When I was a kid, I took a dance class that combined ballet, tap and BATON TWIRLING into one 45-minute class a week. Now, parents spend a fortune specializing for their six-year-olds. (Admittedly, I haven’t seen a baton twirling class lately, but then again I HAVEN’T REALLY LOOKED.)
Wait, what about the theater classes! When I was growing up, “drama” was just what happened when my Mom wouldn’t bring me to the mall. I don’t know anyone under the age of well, college, who took acting classes. Yet, just last week I signed HD up for a class called “Acting for Film & TV.” I’M NOT EVEN JOKING. HD is going to learn how to be a soap opera star.
(That means “shaking my head” for those of you 1,000 years older than me.)
#2. SEASONS. There are none anymore. ALL sports get played ALL year! The schedulers do their best to avoid conflicts, but some are inevitable. We try to prioritize the sport that would be “in season” if you guys were in high school, i.e. soccer in the fall, baseball in the spring but it’s not always possible. We’d love for you to be able to take a season off, but then we have to worry about you “falling behind” and not making the team the following season/year. This is really, really true. Nib tried lacrosse in second grade and didn’t like it because the Kindergartners and first graders in his group were already so much better than him.
#3. The Post-Travel Leagues. We have Rec sports. We have Travel sports. And now we have Premier leagues in sports like baseball and soccer. It’s very possible these always existed, and I was just never good enough to play on any of them but it’s all very complicated and I still don’t really understand how any of it works. All I know is that you have to drive even further for the practices, games and tournaments.
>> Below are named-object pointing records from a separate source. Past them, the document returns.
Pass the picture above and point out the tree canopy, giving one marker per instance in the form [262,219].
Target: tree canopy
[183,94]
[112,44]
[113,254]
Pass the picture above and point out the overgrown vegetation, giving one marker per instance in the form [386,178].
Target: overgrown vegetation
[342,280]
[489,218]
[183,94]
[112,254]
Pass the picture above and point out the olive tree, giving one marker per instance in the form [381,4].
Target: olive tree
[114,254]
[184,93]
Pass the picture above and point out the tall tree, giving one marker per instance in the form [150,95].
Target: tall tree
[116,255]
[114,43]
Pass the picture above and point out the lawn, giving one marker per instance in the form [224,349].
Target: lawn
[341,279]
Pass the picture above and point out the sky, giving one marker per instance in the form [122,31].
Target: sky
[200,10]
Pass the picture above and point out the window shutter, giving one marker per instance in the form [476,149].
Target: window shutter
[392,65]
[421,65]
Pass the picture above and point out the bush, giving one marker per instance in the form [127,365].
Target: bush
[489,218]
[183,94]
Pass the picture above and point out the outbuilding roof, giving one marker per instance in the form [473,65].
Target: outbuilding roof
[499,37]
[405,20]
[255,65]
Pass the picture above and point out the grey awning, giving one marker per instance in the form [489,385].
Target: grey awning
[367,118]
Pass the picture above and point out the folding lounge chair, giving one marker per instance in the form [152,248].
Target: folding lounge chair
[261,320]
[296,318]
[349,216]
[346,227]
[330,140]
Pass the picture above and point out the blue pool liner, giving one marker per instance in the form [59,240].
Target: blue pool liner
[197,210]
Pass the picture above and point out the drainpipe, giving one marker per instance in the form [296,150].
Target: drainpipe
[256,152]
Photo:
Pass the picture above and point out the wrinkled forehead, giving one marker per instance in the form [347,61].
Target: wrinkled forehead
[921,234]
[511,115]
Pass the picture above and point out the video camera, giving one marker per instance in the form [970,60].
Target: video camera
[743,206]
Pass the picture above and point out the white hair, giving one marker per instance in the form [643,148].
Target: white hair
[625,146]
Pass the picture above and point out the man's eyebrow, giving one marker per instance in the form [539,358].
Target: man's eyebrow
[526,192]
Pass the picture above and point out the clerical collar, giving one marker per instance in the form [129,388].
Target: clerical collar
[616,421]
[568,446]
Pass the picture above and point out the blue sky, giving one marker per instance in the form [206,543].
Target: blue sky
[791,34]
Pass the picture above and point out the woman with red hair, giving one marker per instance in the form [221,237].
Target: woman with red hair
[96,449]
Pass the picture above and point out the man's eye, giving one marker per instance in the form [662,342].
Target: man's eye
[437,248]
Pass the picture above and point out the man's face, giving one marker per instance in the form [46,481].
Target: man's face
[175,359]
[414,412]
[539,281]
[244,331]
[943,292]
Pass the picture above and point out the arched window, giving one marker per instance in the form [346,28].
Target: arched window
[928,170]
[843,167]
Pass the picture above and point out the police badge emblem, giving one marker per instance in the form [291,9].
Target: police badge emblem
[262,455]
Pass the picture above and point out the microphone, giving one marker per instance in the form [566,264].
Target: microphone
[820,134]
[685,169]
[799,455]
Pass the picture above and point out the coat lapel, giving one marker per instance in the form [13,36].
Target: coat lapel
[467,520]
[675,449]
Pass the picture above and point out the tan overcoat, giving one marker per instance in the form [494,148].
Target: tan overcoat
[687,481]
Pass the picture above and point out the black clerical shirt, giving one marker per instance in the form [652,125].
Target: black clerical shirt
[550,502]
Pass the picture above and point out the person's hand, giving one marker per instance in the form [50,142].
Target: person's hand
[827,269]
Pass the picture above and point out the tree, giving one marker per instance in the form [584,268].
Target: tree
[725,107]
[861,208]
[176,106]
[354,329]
#4. The Schedules. Let’s break it down. This fall, HD has soccer practice on Tuesdays at 4:15, but it overlaps with CCD (religious ed) so we’re going to have to figure something out there. Nib and LO both have soccer practice on Wednesdays and Fridays but at different times in different places. HD has his Soap Opera class on Thursday afternoons at the same time as Nib’s practice and since I haven’t figured out the whole cloning thing yet, THAT’S gonna be tricky. (Is 9 years old too young for Uber?)
Nib also wants to play baseball so that’ll be practices two days a week, fingers crossed for Monday and Thursday. HD soccer game’s on Sat morning and the two older kids will also play on Saturdays in something called the CT Cup, which lasts until they lose. (Is it wrong to hope for a loss on week one? Asking for a friend.) Two more soccer games on Sunday and if the Nib makes the team, two baseball games as well. LO will start play practice soon and that schedule will change weekly. And then we have the occasional weekends that are consumed with tournaments and/or theater performances.
Quick PSA: Audiobooks. I like music and podcasts, but audio books have been the best discovery for the 8,491 hours I spend in the car all week.
#5. The Tournaments. There is more than one for every sport and just when you think you have your driving schedule and carpools in place, the tournament comes along and screws up your whole weekend. I posted this picture last year of what our calendar looked like during one soccer tournament weekend.
Kids, I know this sounds like I’m complaining but I’m not, really. We love that you guys are busy and active, and we are VERY, VERY fortunate to have all of this stuff available to us. Although, I will admit to being happy that none of you want to play ice hockey because I’ve heard those bags are super smelly.
You keep running and dribbling and singing and catching and kicking and acting and scoring and swinging and I’ll just keep driving. And cheering. And yelling inappropriately from the sidelines. Even though you hate that.
PS. Full disclosure, I did take an after-school enrichment class on CALLIGRAPHY when I was in fourth grade. I just really felt like I should admit that.